Empreiteiros da Odebrecht e da Andrade Gutierrez afirmaram em colaboração que o governo petista fraudou a concorrência no leilão de Belo Monte

Por Da redação

ex-presidente Dilma Rousseff rebateu neste sábado as acusações feitas por delatores da Operação Lava Jato de que ela teria participado de um esquema ilegal envolvendo o leilão da usina de Belo Monte, no Pará.

Em nota, Dilma afirmou categoricamente que os delatores mentem. “Os delatores terão de fazer mais do que ‘apontar o dedo’ para Dilma Rousseff. Ambos terão de mostrar as provas do envolvimento direto dela em quaisquer irregularidades em disputas, concorrências ou licitações públicas. É um despautério que não tem qualquer amparo na realidade. A mentira será desmascarada”, disse a presidente, no texto.

Conforme reportagem do jornal Folha de S. Paulo, publicada nesta sexta-feira, Emílio Odebrecht contou, em delação, que o governo petista teve acesso a informações confidenciais de preços por meio de estatais e as entregou para um grupo de empresas concorrentes, o que, conforme ele, “caracterizou um claro direcionamento do resultado do leilão por parte do governo, liderado pela então ministra Dilma Rousseff”. 

Os dados sigilosos teriam sido conseguidos em uma reunião realizada no Rio de Janeiro, na sede da Vale, na qual estavam presentes executivos de confiança da ex-presidente — Valter Cardeal, diretor da Eletrobras, e Adhemar Palocci, diretor da Eletronorte e irmão do ex-ministro Antonio Palocci.

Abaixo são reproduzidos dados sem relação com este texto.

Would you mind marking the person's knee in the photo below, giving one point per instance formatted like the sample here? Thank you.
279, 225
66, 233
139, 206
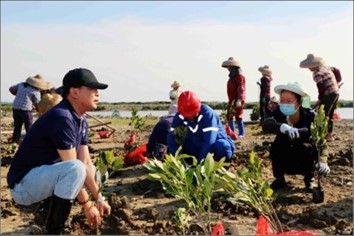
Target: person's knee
223, 149
77, 170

Nos depoimentos do ex-presidente da Andrade Gutierrez Otávio Azevedo, foi Palocci quem apresentou a contrapartida para que a empreiteira tocasse a obra: teria que pagar 1% do valor do contrato para o PT e o PMDB. Na época, Dilma era ministra-chefe da Casa Civil do governo Lula.

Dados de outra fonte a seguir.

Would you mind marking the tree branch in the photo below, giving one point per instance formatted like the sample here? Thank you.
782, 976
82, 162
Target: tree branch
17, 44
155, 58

“Jamais nenhum deles – ou quaisquer representantes das empreiteiras Odebrecht e Andrade Gutierrez – teve qualquer tipo de conversa com a então ministra-chefe da Casa Civil no governo Lula para tratar de fraude em concorrência pública. Ou quando ela assumiu a Presidência da República a partir de 2011”, rebateu Dilma.